Aleksi encouraged his dog to do her business once more, and Olli felt disappointment wash over him as he realised Aleksi was about to excuse himself from his company. There was something alluring about him, something Olli was too intrigued by to let him go just yet. A gut feeling – or just a tipsy whim – told him that if he didn't keep Aleksi around for just a little longer, he might end up regretting it.
"I'm sure they'll manage a few more minutes. You can always tell them Rilla has constipation," Olli suggested and, in another spontaneous tactic to delay Aleksi's escape, offered his hand for Aleksi to shake. "I'm Olli, by the way."
"Aleksi." Olli couldn't understand how, but Aleksi's hand was pleasantly warm despite the cool weather. "And actually, Rilla has been having some tummy issues lately."
"There you go, then. They won't bat an eye." Olli was pleased how easily Aleksi seemed to buy his excuse. Then Olli took a long, relaxed drag of his shortening cigarette and leaned his shoulder against the brick wall behind them, his eyes studying Aleksi who mirrored him, turning to face Olli.
"So did you ever watch Game of Thrones?" Olli asked him, for the lack of a more clever way to keep Aleksi engaged without scaring him away with anything deeper just yet.
"Some of the first seasons," Aleksi nodded. "My, umm, my ex liked it a lot."
Willing to get invested in the interests of his partner? That's a good sign, Olli thought to himself. He also loved the mention of the word ex.

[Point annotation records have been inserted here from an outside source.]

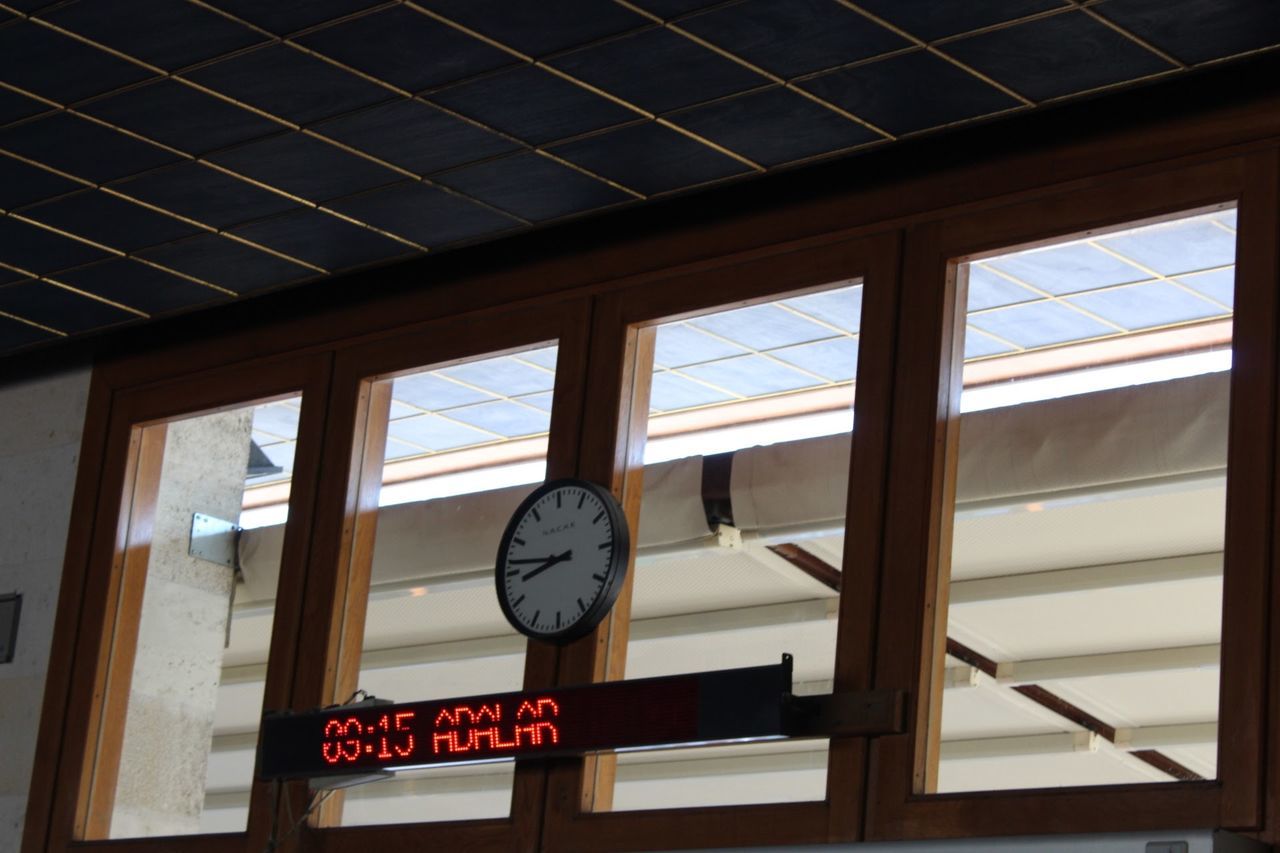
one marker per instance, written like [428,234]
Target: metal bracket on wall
[215,541]
[10,605]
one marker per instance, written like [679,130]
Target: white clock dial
[562,560]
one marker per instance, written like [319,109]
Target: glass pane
[195,696]
[465,443]
[741,528]
[1091,479]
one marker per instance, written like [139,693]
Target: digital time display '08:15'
[675,710]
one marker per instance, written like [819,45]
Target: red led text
[465,729]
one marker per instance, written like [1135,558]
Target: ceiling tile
[82,147]
[391,45]
[1197,31]
[533,105]
[1142,306]
[14,333]
[1219,284]
[680,343]
[790,37]
[227,263]
[977,345]
[1174,247]
[109,220]
[841,306]
[1056,56]
[988,290]
[650,158]
[533,187]
[58,308]
[1038,324]
[140,286]
[931,19]
[182,117]
[909,92]
[762,327]
[416,136]
[435,433]
[670,9]
[504,418]
[206,195]
[22,183]
[160,32]
[14,106]
[539,28]
[289,83]
[434,393]
[835,359]
[80,71]
[424,214]
[323,240]
[41,251]
[672,391]
[659,71]
[752,375]
[1066,269]
[283,17]
[502,375]
[306,167]
[775,126]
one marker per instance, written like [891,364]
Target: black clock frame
[618,561]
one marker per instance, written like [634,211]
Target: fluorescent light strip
[789,429]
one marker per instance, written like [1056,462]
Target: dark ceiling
[164,155]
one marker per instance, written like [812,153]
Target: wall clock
[562,560]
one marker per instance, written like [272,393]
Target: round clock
[562,560]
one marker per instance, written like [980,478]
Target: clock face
[562,560]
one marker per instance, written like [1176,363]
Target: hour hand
[547,564]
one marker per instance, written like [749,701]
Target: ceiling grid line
[749,65]
[584,85]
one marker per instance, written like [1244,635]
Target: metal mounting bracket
[863,712]
[215,541]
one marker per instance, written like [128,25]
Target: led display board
[705,707]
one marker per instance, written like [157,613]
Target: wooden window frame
[612,452]
[922,491]
[104,584]
[343,537]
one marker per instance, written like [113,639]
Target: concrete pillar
[182,633]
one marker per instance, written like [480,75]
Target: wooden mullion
[864,507]
[51,807]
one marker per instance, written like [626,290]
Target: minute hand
[548,564]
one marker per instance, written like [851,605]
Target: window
[1086,555]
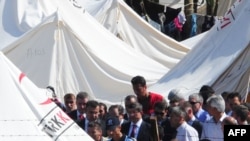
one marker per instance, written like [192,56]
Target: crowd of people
[148,116]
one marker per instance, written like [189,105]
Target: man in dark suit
[190,118]
[136,127]
[92,114]
[81,101]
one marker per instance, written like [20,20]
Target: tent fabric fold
[24,117]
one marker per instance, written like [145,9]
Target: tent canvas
[221,60]
[25,116]
[123,22]
[72,52]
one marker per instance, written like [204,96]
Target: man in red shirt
[145,98]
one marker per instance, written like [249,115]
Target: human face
[114,133]
[95,133]
[233,102]
[128,102]
[70,104]
[114,112]
[92,114]
[195,105]
[81,105]
[160,114]
[134,115]
[102,111]
[175,120]
[140,91]
[211,110]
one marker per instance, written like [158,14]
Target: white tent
[221,60]
[24,113]
[122,21]
[72,52]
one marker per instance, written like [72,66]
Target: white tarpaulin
[122,21]
[220,60]
[72,52]
[27,114]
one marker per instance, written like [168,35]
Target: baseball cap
[112,123]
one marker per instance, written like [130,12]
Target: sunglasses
[193,103]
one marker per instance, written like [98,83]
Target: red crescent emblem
[48,101]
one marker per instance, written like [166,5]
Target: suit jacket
[82,125]
[73,115]
[198,126]
[144,133]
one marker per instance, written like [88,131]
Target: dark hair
[138,80]
[129,97]
[137,106]
[82,95]
[206,91]
[95,124]
[92,104]
[104,105]
[241,111]
[163,105]
[121,109]
[233,95]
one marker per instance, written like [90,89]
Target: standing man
[69,102]
[136,127]
[95,131]
[113,128]
[212,127]
[81,100]
[185,132]
[145,98]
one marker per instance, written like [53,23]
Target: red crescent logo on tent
[48,101]
[21,76]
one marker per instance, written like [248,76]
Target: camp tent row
[124,22]
[72,52]
[27,113]
[107,75]
[220,60]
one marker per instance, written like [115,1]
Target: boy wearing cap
[114,130]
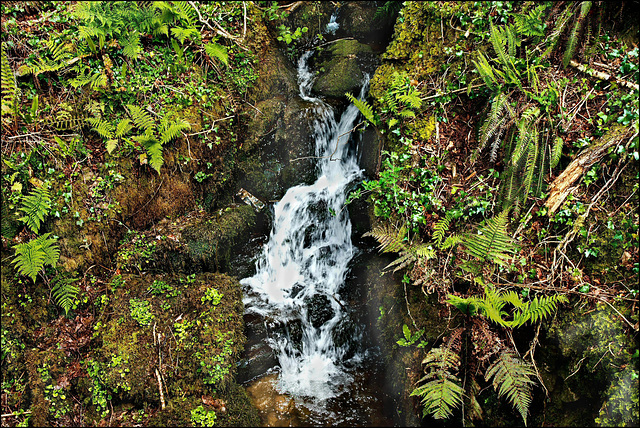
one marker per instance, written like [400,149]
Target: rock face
[341,66]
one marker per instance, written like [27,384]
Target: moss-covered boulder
[169,341]
[585,360]
[341,66]
[192,243]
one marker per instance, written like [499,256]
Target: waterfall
[303,265]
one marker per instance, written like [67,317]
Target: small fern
[390,239]
[64,292]
[440,392]
[585,6]
[364,107]
[36,207]
[216,50]
[141,118]
[492,242]
[32,256]
[10,91]
[511,376]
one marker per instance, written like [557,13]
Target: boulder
[341,66]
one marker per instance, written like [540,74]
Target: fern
[364,107]
[218,51]
[492,243]
[531,24]
[511,376]
[440,228]
[556,152]
[492,305]
[36,207]
[389,238]
[170,130]
[32,256]
[440,393]
[64,292]
[10,91]
[141,118]
[585,6]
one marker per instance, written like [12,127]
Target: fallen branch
[562,185]
[602,76]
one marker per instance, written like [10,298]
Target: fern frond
[585,6]
[440,393]
[185,11]
[65,292]
[170,130]
[492,243]
[537,309]
[530,167]
[216,50]
[32,256]
[554,37]
[103,128]
[141,118]
[131,45]
[123,127]
[389,238]
[556,152]
[9,86]
[154,150]
[440,228]
[530,24]
[364,107]
[496,120]
[510,376]
[36,207]
[411,98]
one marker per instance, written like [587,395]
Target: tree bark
[562,185]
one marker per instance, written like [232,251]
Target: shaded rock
[342,65]
[192,243]
[319,310]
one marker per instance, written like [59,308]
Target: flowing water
[299,285]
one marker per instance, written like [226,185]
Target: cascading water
[305,262]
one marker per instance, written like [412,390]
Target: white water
[332,26]
[305,261]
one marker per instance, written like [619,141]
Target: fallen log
[562,186]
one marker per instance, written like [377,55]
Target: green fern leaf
[364,107]
[36,207]
[171,130]
[440,228]
[65,292]
[492,243]
[32,256]
[440,393]
[141,118]
[511,377]
[123,127]
[556,152]
[9,86]
[103,128]
[154,150]
[389,238]
[573,38]
[131,45]
[218,51]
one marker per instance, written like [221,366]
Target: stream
[304,312]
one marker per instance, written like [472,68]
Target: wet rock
[195,242]
[341,66]
[319,310]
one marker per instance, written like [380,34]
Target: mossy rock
[580,357]
[192,243]
[341,67]
[188,329]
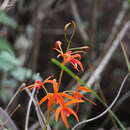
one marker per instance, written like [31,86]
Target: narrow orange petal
[80,64]
[63,116]
[74,101]
[76,56]
[66,95]
[50,101]
[89,100]
[74,113]
[84,89]
[55,86]
[58,110]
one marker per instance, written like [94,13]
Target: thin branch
[103,113]
[40,115]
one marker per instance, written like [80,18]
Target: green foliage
[6,20]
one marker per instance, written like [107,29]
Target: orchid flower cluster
[62,103]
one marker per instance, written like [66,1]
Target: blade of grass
[125,56]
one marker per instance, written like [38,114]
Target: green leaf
[4,45]
[21,73]
[125,56]
[6,20]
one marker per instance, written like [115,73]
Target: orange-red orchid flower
[55,97]
[39,84]
[67,111]
[69,57]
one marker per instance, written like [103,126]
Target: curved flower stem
[72,23]
[103,113]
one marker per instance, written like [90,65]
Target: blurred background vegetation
[28,32]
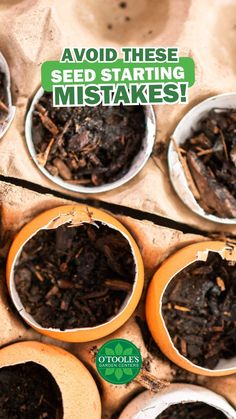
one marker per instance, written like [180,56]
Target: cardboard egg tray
[32,31]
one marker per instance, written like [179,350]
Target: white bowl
[137,164]
[148,405]
[184,130]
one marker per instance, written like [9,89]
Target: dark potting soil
[199,309]
[195,410]
[210,154]
[3,97]
[73,277]
[87,145]
[29,391]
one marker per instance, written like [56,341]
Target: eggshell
[75,214]
[78,388]
[173,265]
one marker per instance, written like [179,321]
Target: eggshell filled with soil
[75,387]
[206,289]
[114,247]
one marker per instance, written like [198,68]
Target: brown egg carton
[19,205]
[33,31]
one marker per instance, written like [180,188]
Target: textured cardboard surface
[32,31]
[18,206]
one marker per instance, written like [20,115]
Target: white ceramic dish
[138,162]
[183,130]
[148,405]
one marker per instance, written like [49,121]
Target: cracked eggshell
[9,118]
[78,388]
[76,215]
[138,162]
[148,405]
[184,130]
[167,271]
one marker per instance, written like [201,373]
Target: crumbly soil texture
[195,410]
[88,146]
[73,277]
[209,159]
[199,309]
[29,391]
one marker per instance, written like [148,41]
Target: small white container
[138,163]
[148,405]
[12,110]
[184,130]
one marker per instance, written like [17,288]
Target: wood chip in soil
[73,277]
[199,309]
[29,391]
[88,146]
[195,410]
[210,156]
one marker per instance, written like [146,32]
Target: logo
[118,361]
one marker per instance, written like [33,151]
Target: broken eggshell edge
[76,215]
[183,131]
[12,109]
[161,279]
[148,405]
[78,389]
[138,162]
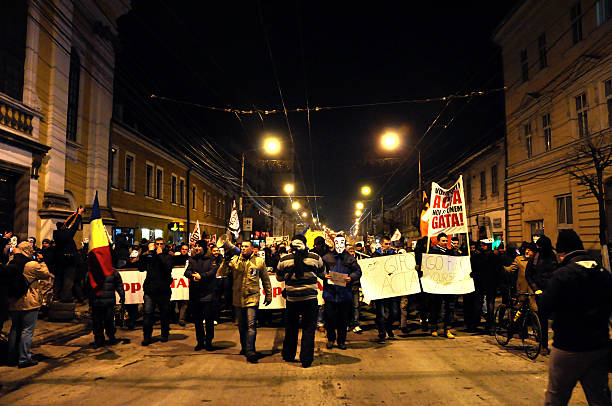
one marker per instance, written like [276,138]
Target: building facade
[558,73]
[56,95]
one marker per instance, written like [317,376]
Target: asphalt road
[413,370]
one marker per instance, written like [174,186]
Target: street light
[390,140]
[289,188]
[271,145]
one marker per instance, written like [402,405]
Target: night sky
[342,54]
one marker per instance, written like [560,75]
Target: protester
[247,270]
[181,260]
[337,295]
[387,310]
[158,265]
[66,255]
[300,270]
[578,298]
[436,300]
[201,271]
[102,304]
[24,304]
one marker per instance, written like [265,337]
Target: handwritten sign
[445,274]
[389,276]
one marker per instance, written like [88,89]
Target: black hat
[568,241]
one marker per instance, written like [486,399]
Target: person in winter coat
[202,274]
[102,304]
[158,265]
[338,298]
[247,269]
[300,270]
[578,298]
[24,309]
[539,270]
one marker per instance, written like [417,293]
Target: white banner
[447,210]
[389,276]
[445,274]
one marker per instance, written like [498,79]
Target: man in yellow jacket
[247,269]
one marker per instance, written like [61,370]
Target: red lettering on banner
[455,220]
[436,204]
[456,197]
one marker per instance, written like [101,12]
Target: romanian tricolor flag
[99,259]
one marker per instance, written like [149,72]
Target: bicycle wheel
[532,335]
[503,323]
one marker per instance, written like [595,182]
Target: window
[159,182]
[608,89]
[74,77]
[528,140]
[483,185]
[603,11]
[173,190]
[114,168]
[542,50]
[582,115]
[149,181]
[524,66]
[547,127]
[13,27]
[576,16]
[182,192]
[494,189]
[564,210]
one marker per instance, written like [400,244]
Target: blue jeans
[21,335]
[247,327]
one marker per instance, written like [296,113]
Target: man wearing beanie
[578,299]
[202,274]
[300,270]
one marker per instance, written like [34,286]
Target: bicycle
[519,318]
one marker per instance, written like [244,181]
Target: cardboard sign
[445,274]
[446,212]
[389,276]
[134,279]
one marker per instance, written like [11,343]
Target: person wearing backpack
[24,301]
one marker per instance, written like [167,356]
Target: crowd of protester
[570,288]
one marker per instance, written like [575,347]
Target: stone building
[558,72]
[56,96]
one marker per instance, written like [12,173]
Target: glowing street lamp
[390,141]
[289,188]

"What about your current partner?" Olli tried to keep his tone conversational, but there was no hiding his true intention, not even with good will. Aleksi chuckled at Olli’s straightforwardness.
"If I had a partner, one might think I'd have brought them as my avec instead of my dog."
Okay, Olli may have already forgotten about that detail in Aleksi's lore, so he was grateful the late-night dusk veiled his blushing cheeks.
"Well, sorry but they could have been at work for all I know! My sister's godmother almost couldn't make it today because they wouldn't give her a day off."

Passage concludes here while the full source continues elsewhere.